Last year, the Media Research Center hyped a study it claimed showed that the spam filter on Google’s Gmail is purportedly biased against conservative fundraising emails by marking more of them as spam — though it hid that the study also found that the alleged bias largely disappears as users read emails and mark them as spam on their own and the Gmail learns from that behavior. The MRC also censored the fact that a study co-author called out right-wingers for misrepresenting the results of the study. Nevertheless, the MRC’s misleading narrative helped goad the Republican National Committee into suing Google over the purported bias.
Well, the case got tossed out of court, and Luis Cornelio spent an Aug. 30 post ranting about it:
A federal judge tossed a Republican National Committee lawsuit that alleged Google buried fundraising emails.
In a major loss for free speech, U.S. District Court Judge Daniel Calabretta dismissed an RNC lawsuit seeking to hold Google accountable for what Republicans described as email suppression. The RNC alleged that Google’s Gmail intentionally sent 20 million Republican campaign emails to spam over the course of 6 days. However, Calabretta, a Biden appointee, claimed on August 24 that Section 230 shielded Google from the lawsuit. You read that correctly. The judge ruled that, “[w]hile is a close case,” the RNC failed to show “Google acted in bad faith” in suppressing emails, “and that doing so was protected by section 230,” according to standards set forth in a previous Supreme Court case.
[…]In October 2022, the RNC filed a lawsuit against Google, citing a study that found that the Big Tech giant’s algorithms buried GOP emails in an apparent attempt to thwart the political party’s fundraiser emails.
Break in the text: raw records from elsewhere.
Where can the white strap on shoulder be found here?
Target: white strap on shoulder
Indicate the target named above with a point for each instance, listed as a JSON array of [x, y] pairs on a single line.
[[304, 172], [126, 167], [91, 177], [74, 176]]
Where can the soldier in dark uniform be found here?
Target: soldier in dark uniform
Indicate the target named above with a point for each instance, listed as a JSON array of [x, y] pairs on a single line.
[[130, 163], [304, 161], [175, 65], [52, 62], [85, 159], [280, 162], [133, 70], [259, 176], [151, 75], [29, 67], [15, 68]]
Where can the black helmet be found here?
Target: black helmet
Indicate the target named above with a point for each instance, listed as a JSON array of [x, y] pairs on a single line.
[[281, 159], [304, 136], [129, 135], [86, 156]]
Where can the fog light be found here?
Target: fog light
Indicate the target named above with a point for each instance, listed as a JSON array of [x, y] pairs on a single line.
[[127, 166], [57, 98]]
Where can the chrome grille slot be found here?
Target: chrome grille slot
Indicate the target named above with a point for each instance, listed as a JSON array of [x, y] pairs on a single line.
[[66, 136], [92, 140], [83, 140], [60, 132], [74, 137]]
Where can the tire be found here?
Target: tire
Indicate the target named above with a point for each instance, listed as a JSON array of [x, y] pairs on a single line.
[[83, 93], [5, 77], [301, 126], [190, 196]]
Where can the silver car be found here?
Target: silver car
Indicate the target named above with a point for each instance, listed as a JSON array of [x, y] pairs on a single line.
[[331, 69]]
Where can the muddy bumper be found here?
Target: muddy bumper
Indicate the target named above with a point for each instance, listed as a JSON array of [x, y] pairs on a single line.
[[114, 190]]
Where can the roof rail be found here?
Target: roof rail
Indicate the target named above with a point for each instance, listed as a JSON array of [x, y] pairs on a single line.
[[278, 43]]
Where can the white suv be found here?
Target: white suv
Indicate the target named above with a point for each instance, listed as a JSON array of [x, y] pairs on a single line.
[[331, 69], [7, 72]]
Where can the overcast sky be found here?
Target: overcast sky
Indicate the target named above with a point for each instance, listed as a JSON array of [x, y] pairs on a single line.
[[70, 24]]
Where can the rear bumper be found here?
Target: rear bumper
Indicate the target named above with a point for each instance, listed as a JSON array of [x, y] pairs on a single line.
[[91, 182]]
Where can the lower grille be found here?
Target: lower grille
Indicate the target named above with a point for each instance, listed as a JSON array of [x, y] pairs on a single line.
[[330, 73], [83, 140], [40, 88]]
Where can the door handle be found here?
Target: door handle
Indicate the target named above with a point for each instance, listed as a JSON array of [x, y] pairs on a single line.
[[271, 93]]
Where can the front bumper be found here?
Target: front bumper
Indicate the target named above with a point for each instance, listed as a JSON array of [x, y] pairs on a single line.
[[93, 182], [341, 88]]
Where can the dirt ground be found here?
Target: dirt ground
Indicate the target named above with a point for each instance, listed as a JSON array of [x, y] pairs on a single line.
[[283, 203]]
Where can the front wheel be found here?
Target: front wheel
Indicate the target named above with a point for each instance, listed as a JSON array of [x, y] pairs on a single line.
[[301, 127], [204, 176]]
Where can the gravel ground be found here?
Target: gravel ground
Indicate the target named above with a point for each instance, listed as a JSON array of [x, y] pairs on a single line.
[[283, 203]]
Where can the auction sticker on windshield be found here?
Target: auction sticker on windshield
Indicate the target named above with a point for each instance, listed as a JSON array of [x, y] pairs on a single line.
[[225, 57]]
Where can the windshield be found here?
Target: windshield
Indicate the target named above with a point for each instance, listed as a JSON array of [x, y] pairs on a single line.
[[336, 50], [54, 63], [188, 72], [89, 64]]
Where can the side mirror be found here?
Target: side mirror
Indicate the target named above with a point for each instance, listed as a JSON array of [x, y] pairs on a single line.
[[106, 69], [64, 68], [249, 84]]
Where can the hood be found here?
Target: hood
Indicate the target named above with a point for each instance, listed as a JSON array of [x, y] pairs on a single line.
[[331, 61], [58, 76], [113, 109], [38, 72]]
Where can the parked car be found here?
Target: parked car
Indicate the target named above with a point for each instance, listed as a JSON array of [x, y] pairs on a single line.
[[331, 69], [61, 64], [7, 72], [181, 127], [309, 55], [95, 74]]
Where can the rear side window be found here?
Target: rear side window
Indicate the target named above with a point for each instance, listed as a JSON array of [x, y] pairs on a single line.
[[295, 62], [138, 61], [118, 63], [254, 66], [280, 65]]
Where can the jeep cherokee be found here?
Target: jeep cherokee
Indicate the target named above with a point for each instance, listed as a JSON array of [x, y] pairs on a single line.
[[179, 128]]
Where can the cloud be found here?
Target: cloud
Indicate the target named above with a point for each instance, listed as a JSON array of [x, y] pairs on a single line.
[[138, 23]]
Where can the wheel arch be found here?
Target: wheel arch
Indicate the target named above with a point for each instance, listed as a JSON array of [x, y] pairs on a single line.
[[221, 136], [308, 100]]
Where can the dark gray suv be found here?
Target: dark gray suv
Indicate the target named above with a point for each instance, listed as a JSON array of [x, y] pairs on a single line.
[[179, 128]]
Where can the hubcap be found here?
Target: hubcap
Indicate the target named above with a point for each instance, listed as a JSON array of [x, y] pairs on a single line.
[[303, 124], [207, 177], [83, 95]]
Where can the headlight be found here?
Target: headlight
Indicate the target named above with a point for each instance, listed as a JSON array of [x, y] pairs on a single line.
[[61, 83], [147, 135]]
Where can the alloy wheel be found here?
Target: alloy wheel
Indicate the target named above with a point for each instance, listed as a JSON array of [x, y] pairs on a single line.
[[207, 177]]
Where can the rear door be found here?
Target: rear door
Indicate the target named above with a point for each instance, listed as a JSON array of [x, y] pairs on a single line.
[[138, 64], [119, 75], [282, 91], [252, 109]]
At the time, the RNC argued that Google pushed “millions of RNC emails en masse to potential donors’ and supporters’ spam folders during pivotal points in election fundraising and community building.”
Google maintained its innocence through the lawsuit. “The RNC is wrong,” Google claimed in a filing, reported by The Washington Post on August 24. “Gmail’s spam filtering policies apply equally to emails from all senders, whether they are politically affiliated or not.” The judge agreed, going as far as demanding that the RNC fix the suit to demonstrate — despite the growing evidence showing otherwise — that Google acted with a “lack of good faith.”
Of course, Cornelio and the rest of the MRC have acted in bad faith by making Google a political scapegoat so it can push its right-wing victimhood narrative, making it a poor judge of what it calls “bad faith” on Google’s part. He also censored the finding from ther original study that the biases disappear as users engage with Gmail.
Cornelio also dutifully quoted the head of the RNC sticking to the narrative:
“This case is not over,” RNC Chairwoman Ronna McDaniel said in reaction to the lawsuit. “The judge has given us leave to amend and re-file our complaint. This suit represents a crucial action against Big Tech’s anti-conservative bias. We look forward to filing our amended complaint and continuing this fight.”
Most ludicrously, Cornelio touted the MRC/RNC allegations as a “BOMBSHELL” in the headline of his post. If that so-called bombshell gets tossed out of court for lack of evidence, it’s not a “bombshell” — it’s a failed and frivolous lawsuit.